「あっ、マスク持ってくるの忘れた!」
その言葉と共に私は慌ててバッグの中を探る。
「大丈夫だ。おっか持ってるから」
と、母は私に新しいマスクを手渡す。
「ありがとう!助かったよ」
このようなやり取りが日常茶飯事となった2020年。世界はすっかり変わった。
実際、私は販売員の仕事の解雇を言い渡され、現在も求職中だ。28歳の一人暮らし。焦燥感と自己嫌悪に駆られた私はとうとう心身のバランスを崩し、ベッドに伏せる日が多くなった。けれども幸い、実家は同じ市内にあったので、母が様子を見に来てくれたり食料の調達もしてくれたりして、本当に助けられた。一方で、家族や友人と離れて暮らす世界中の人々に対して心苦しく思ったりもした。
家にこもる生活の中で、私の心の拠り所だったのは必然的に読書。読書といっても小説というよりは主に詩集だ。
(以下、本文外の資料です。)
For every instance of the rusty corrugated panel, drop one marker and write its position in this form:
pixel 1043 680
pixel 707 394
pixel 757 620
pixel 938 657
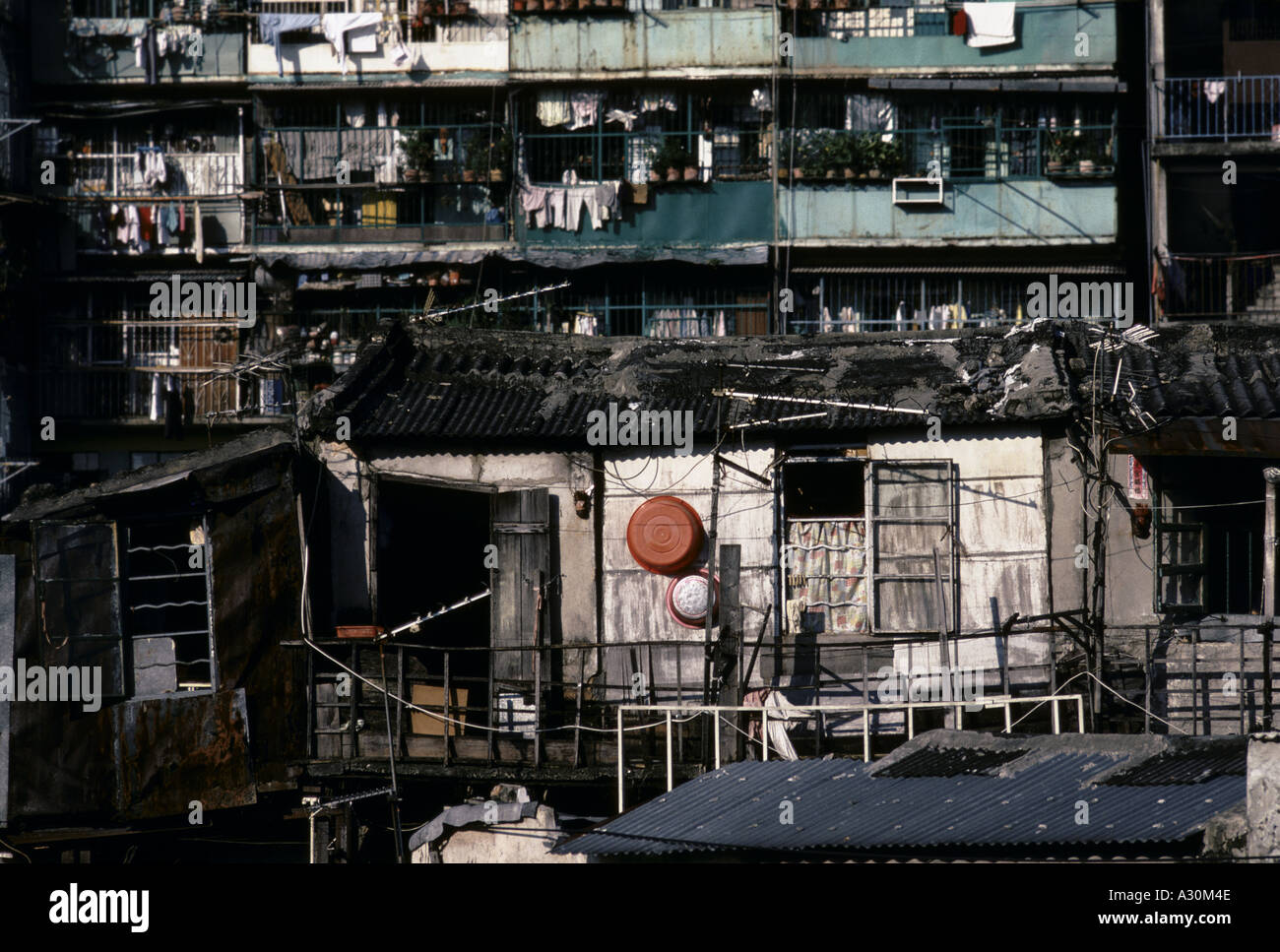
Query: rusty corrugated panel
pixel 173 750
家から近い図書館へと足を運び、本棚にずらりと並ぶ詩集を吟味するのは幸せなひと時だった。
同時に詩の創作も自分の生きがいであった。
この鬱屈とした世の中と自分の気持ち。もともと友達が少ない私は、いつの間にか自分さえ良ければいいと思うようになっていた。
あっという間に夏は過ぎていき、すっかり季節は冬へと移り変わりつつある。その頃になると、私は体調を考慮し実家に寝泊まりすることが多くなっていた。
猛烈に詩が書きたくなった、早朝のできごと
ある日のこと。いつもより冷え込んだ早朝、新聞を取りに出た母が帰ってきて、
「もう葉っぱに霜が降りてたよ」
とほほ笑みながら言ったので
「これから冬になるんだね」
と私は当たり前のように答えた。それから時間を置いて、何気なく
「晴れたら霜は消えちゃうかな」
とつぶやく。
その一言がなぜだか自分の心にこだまする。
寒さのなかでみえる景色が妙に儚いのは、なぜだろう。それは私たちが心の鏡を見たせいだからなのだろうか。
ふわふわした綿毛のような霜。それを脱いだのなら今度はきらきらと葉を輝かせ、そして枯れていくだろう。
母との会話をきっかけに私は猛烈に詩が書きたくなった。
今だからこそ、みえるもの。今だからこそ、輝いているもの。現在や未来に託したいこと。惜しみのない生命力を全身で伝える葉っぱや木や自然たち。そんな思いを詩に表現したくなった。
「私も霜を見てくる!」
母にそう伝えて、急いで外へと出た。田舎なので町は静まり返り、やはり寒く、吐く息も白い。それでも私は全身で冷たい空気を大きく吸い込み、吐いた白い息の行方をまるで自分の分身のように思いながら見守った。体の内部が洗われた気がした。
詩を通して表現したい「今」
私はかねてから自分の詩集をつくるのが夢だった。けれど現実は厳しく、思うようにはいかないことのほうが圧倒的に多い。正直、そんな世の中を窮屈に感じてしまい、後ろ向きな考えに陥るときもある。
でも言いきかせる。
今だからこそみえるものがある。今だからこそ輝いているものがある、と。
それはとても危なっかしくて、儚くて、柔らかい心の部分なのかもしれない。きっと私自身も葉っぱと同じようなものなのだ。
私を覆う霜は美しくもあり滑稽でもあるのかもしれない。そんなことを自分に言いきかせてみると、卑屈になりかけていた自分の気持ちが和らいでいく気がしてくる。
私は詩を通して伝えたい。生きることの切なさや力強さや喜びを。
ありふれた言い方だけれど、言葉には力がある。きっと力のある言葉は、私がそうであったように、書いた人の顔を知らなくても味方してくれるはずだ。
2021年。季節のように照らしては吹き付ける「現実」をしっかりと踏みしめて、「今」を表現したいと思っている。